Although it's used in savory dishes as a vegetable, squash is really a fruit. There are hundreds of varieties of squash, and a little bit of seasoning and time in the oven allows for a wide range of flavors from this fall staple.
The term “summer squash” (think zucchini and its yellow counterparts) refers to both the season when the squash is harvested and the thickness of its skin. Let a summer squash grow long enough and it'll turn into a very large, hard-skinned squash. Winter squash is ready to be harvested in the fall, and is a thick-skinned, tough fruit already.
Squash is very high in beta-carotene, which provides about 50 percent of the vitamin A in the American diet. Squash also contains vitamin C, potassium, fiber, and omega-3 fatty acids. These attributes help maintain healthy skin by assisting in the growth of skin cells.
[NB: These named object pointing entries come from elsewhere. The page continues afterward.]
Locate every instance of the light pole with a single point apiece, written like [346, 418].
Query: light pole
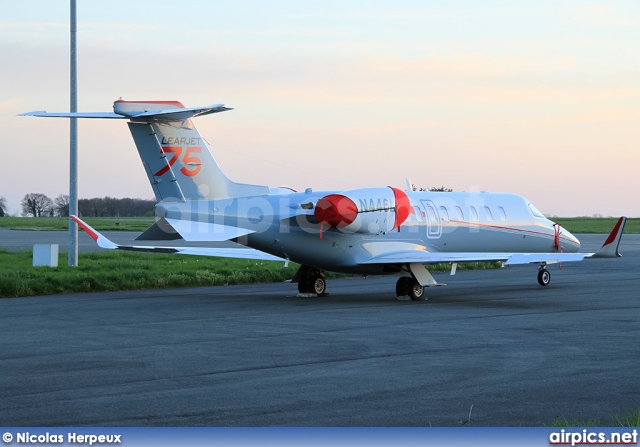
[73, 146]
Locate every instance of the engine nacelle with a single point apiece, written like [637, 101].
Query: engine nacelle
[365, 210]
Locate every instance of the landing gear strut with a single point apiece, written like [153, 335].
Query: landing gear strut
[544, 277]
[409, 286]
[311, 281]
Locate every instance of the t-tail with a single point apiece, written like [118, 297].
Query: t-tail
[175, 157]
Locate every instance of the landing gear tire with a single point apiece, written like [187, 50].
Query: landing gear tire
[544, 277]
[318, 285]
[416, 291]
[311, 281]
[403, 285]
[303, 286]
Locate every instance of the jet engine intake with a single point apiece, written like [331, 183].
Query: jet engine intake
[365, 210]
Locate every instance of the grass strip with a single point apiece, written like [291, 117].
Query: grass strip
[112, 270]
[592, 225]
[117, 270]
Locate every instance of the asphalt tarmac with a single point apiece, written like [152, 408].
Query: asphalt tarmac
[491, 348]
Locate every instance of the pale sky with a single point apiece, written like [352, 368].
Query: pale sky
[538, 98]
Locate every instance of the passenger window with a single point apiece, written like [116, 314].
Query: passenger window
[503, 214]
[432, 213]
[419, 215]
[444, 213]
[487, 211]
[474, 213]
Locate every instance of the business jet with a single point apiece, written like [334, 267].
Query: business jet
[365, 231]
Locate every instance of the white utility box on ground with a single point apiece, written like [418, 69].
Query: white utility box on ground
[45, 255]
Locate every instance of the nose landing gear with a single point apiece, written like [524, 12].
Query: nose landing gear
[408, 286]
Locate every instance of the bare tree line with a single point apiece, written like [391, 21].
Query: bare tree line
[39, 205]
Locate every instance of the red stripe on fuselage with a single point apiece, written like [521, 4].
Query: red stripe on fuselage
[517, 230]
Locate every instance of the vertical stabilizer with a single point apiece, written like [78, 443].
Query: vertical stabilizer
[177, 160]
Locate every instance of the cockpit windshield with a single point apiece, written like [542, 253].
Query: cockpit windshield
[536, 212]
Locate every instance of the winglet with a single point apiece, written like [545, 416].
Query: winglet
[610, 247]
[102, 241]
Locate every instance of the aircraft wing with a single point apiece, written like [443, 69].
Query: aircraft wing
[418, 253]
[425, 257]
[241, 253]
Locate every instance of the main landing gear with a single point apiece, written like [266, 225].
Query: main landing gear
[409, 286]
[310, 281]
[544, 277]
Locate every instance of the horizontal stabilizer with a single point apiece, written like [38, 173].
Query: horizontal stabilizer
[172, 114]
[43, 113]
[206, 232]
[610, 247]
[159, 231]
[179, 114]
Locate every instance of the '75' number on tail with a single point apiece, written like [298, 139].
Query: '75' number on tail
[188, 160]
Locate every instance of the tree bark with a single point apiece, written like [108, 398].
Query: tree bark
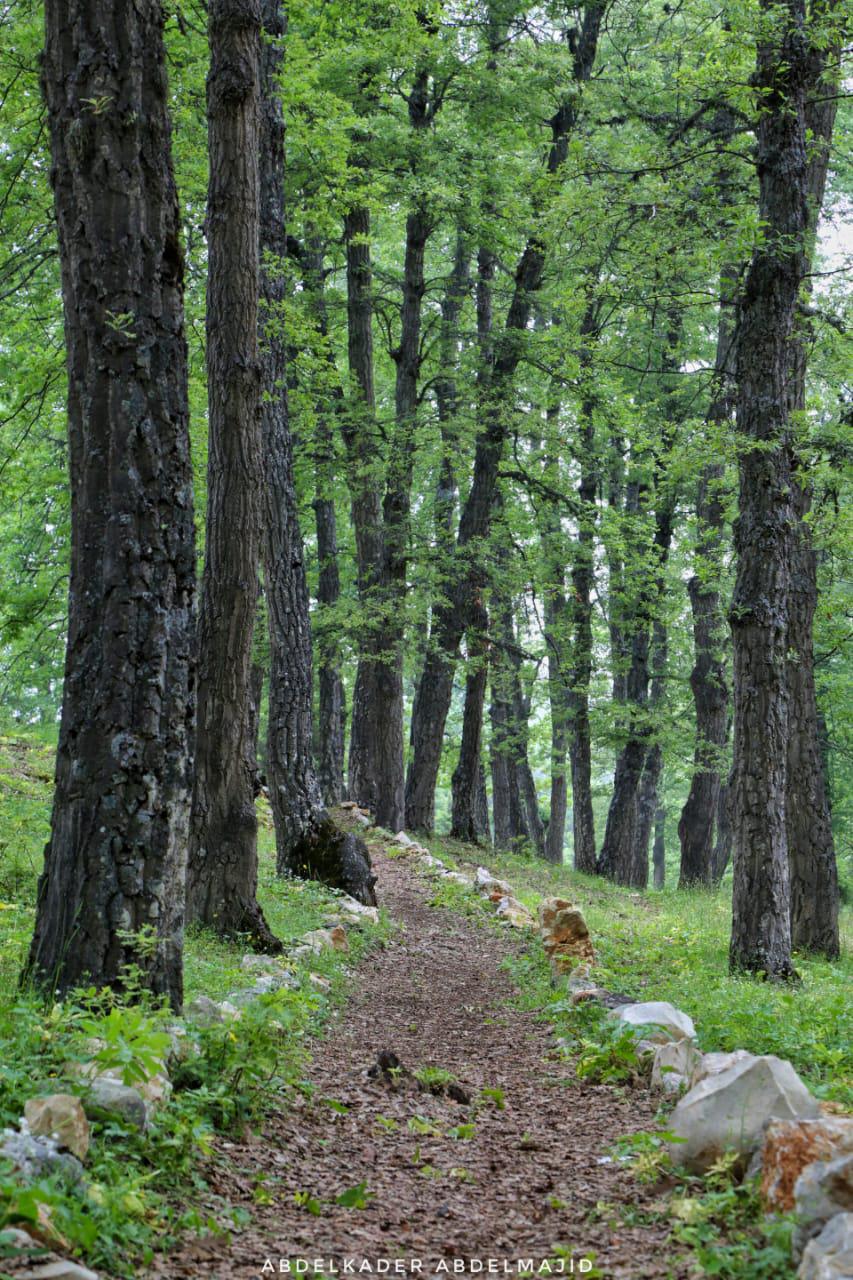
[811, 849]
[306, 840]
[115, 862]
[788, 69]
[222, 880]
[450, 618]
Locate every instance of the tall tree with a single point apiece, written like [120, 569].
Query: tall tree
[115, 862]
[788, 73]
[450, 616]
[222, 878]
[306, 840]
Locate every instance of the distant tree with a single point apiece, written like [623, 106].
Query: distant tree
[222, 881]
[115, 863]
[789, 72]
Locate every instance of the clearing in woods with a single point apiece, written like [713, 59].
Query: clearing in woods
[511, 1176]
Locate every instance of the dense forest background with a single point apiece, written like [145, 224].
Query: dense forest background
[434, 155]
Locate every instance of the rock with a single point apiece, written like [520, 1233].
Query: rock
[59, 1115]
[789, 1146]
[39, 1157]
[673, 1064]
[830, 1256]
[488, 885]
[118, 1100]
[728, 1111]
[565, 936]
[59, 1270]
[204, 1011]
[433, 863]
[515, 913]
[824, 1189]
[711, 1064]
[351, 906]
[657, 1020]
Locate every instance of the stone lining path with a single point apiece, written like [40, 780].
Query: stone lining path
[525, 1183]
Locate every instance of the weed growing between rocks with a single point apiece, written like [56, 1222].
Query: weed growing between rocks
[145, 1178]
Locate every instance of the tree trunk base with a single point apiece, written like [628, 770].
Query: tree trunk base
[336, 858]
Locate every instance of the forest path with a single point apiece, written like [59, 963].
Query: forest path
[436, 996]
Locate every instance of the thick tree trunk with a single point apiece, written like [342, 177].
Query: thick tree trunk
[583, 576]
[332, 694]
[375, 731]
[450, 618]
[788, 69]
[658, 853]
[115, 862]
[222, 876]
[306, 840]
[811, 849]
[708, 675]
[331, 722]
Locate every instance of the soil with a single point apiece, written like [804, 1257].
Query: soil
[534, 1180]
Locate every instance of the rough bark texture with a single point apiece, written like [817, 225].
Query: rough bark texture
[222, 877]
[450, 618]
[115, 862]
[465, 785]
[377, 777]
[811, 849]
[306, 840]
[787, 71]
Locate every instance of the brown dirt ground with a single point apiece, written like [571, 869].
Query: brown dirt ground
[437, 996]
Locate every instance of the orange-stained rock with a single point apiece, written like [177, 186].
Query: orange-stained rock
[565, 936]
[790, 1146]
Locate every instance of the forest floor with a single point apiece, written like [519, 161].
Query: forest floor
[524, 1171]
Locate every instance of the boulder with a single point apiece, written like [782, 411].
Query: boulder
[514, 913]
[790, 1146]
[656, 1020]
[121, 1101]
[488, 885]
[830, 1255]
[728, 1111]
[204, 1011]
[565, 936]
[711, 1064]
[357, 910]
[60, 1269]
[62, 1116]
[673, 1064]
[325, 940]
[824, 1189]
[39, 1157]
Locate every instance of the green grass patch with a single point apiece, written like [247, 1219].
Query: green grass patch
[674, 945]
[141, 1191]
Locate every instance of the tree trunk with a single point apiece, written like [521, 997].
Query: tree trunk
[375, 731]
[329, 728]
[811, 848]
[465, 787]
[436, 686]
[787, 71]
[306, 840]
[222, 877]
[658, 853]
[115, 862]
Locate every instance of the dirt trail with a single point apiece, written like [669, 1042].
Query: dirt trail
[524, 1183]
Unlike summer squash, which has edible skin and can be eaten raw, winter squash is usually peeled and must be cooked. There are many methods to cooking squash, from boiling to broiling, but a tried and true method for most squash is roasting. Carefully cut the squash in half and scoop out the fibers and seeds. At this point, you can separate the seeds from the fibers to toast them for a snack. Roast the squash cut-side down at 350 degrees F until tender. From there, it's ready to eat.
Whether it's spaghetti squash taking the place of pasta or using a hollowed-out pumpkin as a soup bowl, fall is a time to stay healthy with squash.
Large field pumpkins are best suited for decorating, but eating varieties like Sugar Pie or New England Pie are meaty and slightly sweet. Use pumpkin to make purée, risotto, pie filling, and pumpkin-flavor pancakes.
Mini pumpkins, like the Jack Be Little or Munchkin varieties, are the perfect size for stuffing or using as edible serving bowls.